SPARK-1314: Use SPARK_HIVE to determine if we include Hive in packaging

Previously, we based our decision regarding including datanucleus jars based on the existence of a spark-hive-assembly jar, which was incidentally built whenever "sbt assembly" is run. This means that a typical and previously supported pathway would start using hive jars. This patch has the following features/bug fixes: - Use of SPARK_HIVE (default false) to determine if we should include Hive in the assembly jar. - Analagous feature in Maven with -Phive (previously, there was no support for adding Hive to any of our jars produced by Maven) - assemble-deps fixed since we no longer use a different ASSEMBLY_DIR - avoid adding log message in compute-classpath.sh to the classpath :) Still TODO before mergeable: - We need to download the datanucleus jars outside of sbt. Perhaps we can have spark-class download them if SPARK_HIVE is set similar to how sbt downloads itself. - Spark SQL documentation updates. Author: Aaron Davidson <aaron@databricks.com> Closes #237 from aarondav/master and squashes the following commits: 5dc4329 [Aaron Davidson] Typo fixes dd4f298 [Aaron Davidson] Doc update dd1a365 [Aaron Davidson] Eliminate need for SPARK_HIVE at runtime by d/ling datanucleus from Maven a9269b5 [Aaron Davidson] [WIP] Use SPARK_HIVE to determine if we include Hive in packaging
author: Aaron Davidson <aaron@databricks.com> 2014-04-06 17:48:41 -0700
committer: Patrick Wendell <pwendell@gmail.com> 2014-04-06 17:48:41 -0700
commit: 4106558435889261243d186f5f0b51c5f9e98d56 (patch)

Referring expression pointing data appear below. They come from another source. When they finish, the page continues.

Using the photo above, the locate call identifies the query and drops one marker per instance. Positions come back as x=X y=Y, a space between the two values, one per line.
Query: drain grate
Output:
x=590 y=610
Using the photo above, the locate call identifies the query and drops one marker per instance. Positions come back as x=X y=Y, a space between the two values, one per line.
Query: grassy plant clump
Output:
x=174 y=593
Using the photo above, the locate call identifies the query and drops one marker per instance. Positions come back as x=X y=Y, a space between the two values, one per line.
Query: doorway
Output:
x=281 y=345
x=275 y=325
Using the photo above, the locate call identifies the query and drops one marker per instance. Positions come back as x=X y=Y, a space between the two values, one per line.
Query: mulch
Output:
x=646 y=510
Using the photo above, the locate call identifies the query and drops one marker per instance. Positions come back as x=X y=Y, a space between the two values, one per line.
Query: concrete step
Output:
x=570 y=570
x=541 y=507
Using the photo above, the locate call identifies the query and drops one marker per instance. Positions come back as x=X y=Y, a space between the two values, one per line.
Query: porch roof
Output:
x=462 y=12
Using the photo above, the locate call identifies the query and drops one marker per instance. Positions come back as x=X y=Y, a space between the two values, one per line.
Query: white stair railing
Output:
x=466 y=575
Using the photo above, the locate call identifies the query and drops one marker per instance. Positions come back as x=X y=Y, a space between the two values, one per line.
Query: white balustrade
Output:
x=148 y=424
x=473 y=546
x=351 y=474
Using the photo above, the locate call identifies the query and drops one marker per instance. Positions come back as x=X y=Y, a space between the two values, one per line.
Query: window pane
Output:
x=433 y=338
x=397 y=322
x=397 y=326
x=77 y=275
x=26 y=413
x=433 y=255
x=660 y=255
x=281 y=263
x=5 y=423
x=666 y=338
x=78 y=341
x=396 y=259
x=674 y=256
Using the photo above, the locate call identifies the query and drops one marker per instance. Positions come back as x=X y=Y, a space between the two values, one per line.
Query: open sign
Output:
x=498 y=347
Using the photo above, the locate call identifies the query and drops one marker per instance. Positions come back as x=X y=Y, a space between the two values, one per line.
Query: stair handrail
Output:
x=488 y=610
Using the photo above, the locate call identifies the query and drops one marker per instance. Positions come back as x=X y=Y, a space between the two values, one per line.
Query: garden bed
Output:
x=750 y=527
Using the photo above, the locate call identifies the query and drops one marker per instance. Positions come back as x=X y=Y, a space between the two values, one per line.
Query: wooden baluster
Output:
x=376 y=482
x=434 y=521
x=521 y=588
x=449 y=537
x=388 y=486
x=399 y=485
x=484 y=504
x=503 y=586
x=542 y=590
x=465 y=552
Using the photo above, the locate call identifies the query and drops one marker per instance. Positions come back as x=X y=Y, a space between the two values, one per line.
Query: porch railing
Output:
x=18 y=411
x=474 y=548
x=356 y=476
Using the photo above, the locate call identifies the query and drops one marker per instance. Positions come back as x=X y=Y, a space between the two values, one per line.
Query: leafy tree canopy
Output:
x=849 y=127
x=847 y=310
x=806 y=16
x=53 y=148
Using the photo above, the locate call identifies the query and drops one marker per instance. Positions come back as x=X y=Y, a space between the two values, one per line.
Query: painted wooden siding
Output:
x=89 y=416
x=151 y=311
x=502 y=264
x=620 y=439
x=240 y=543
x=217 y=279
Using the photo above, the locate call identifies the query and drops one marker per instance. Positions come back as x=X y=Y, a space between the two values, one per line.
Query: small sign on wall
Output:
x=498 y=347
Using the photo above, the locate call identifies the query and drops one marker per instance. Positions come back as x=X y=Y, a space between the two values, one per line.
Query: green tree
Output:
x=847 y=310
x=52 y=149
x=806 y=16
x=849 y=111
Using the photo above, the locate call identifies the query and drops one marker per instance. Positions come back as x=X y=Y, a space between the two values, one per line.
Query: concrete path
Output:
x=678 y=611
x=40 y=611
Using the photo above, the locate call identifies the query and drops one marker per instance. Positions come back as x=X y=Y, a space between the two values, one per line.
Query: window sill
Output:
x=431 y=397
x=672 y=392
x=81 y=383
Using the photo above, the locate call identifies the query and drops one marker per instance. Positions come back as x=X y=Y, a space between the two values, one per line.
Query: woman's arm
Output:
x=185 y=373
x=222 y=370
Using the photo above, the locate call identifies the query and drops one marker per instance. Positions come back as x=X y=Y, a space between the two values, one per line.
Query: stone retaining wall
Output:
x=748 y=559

tree: 6735046be9dbc5048867a619a951c39d884f3d1f /project/SparkBuild.scala
parent: 7ce52c4a7a07b0db5e7c1312b1920efb1165ce6a (diff)
download: spark-4106558435889261243d186f5f0b51c5f9e98d56.tar.gz
spark-4106558435889261243d186f5f0b51c5f9e98d56.tar.bz2
spark-4106558435889261243d186f5f0b51c5f9e98d56.zip
1 files changed, 16 insertions, 9 deletions
diff --git a/project/SparkBuild.scala b/project/SparkBuild.scala
index 3489b43d43..d1e4b8b964 100644
--- a/project/SparkBuild.scala
+++ b/project/SparkBuild.scala
@@ -43,6 +43,8 @@ object SparkBuild extends Build {
 
   val DEFAULT_YARN = false
 
+  val DEFAULT_HIVE = false
+
   // HBase version; set as appropriate.
   val HBASE_VERSION = "0.94.6"
 
@@ -67,15 +69,17 @@ object SparkBuild extends Build {
 
   lazy val sql = Project("sql", file("sql/core"), settings = sqlCoreSettings) dependsOn(core, catalyst)
 
-  // Since hive is its own assembly, it depends on all of the modules.
-  lazy val hive = Project("hive", file("sql/hive"), settings = hiveSettings) dependsOn(sql, graphx, bagel, mllib, streaming, repl)
+  lazy val hive = Project("hive", file("sql/hive"), settings = hiveSettings) dependsOn(sql)
+
+  lazy val maybeHive: Seq[ClasspathDependency] = if (isHiveEnabled) Seq(hive) else Seq()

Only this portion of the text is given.